Legally Scraping Reddit Images


I'm considering working on a project related to GANs and started to research where I could get training data for it. I came across a subreddit full of community-filtered images of exactly what I need. There's also roughly 100K of them which is exactly how many I was hoping for.

The only problem is that I don't have any experience with collecting that magnitude of data. Does anyone have experience with scraping reddit and can offer pointers on how to approach it? I'm also having a difficult time figuring out if reddit even allows this.


  👤 photon_off Accepted Answer ✓
You can look at the "legal" aspect of it by Googling "is it legal to scrape". My understanding (IANAL) is that it is OK as long as the user agreement is "opt-out" as opposed to "opt-in" (eg: clicking a consent box before viewing the content). You'll have to read up on this yourself and weigh the risk/reward of doing your project. I (NAFL) would assume the risk is quite small. The reward -- that's your call.

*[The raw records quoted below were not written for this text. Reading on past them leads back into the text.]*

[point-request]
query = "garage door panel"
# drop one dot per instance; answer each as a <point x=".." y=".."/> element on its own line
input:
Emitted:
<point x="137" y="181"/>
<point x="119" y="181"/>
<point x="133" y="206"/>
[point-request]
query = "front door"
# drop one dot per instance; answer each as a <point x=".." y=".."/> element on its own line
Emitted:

As for the other part, getting the data: it's called scraping. Depending on your experience with scraping, you may need to pay for certain aspects of it (eg, getting a large list of proxies so Reddit does not block you, or using a scraping API). Or maybe your project is small enough (or time constraints large enough) that you can slowly siphon the data via your own means.

As per Reddit allowing it: Refer to the legality of scraping, and apply it to Reddit.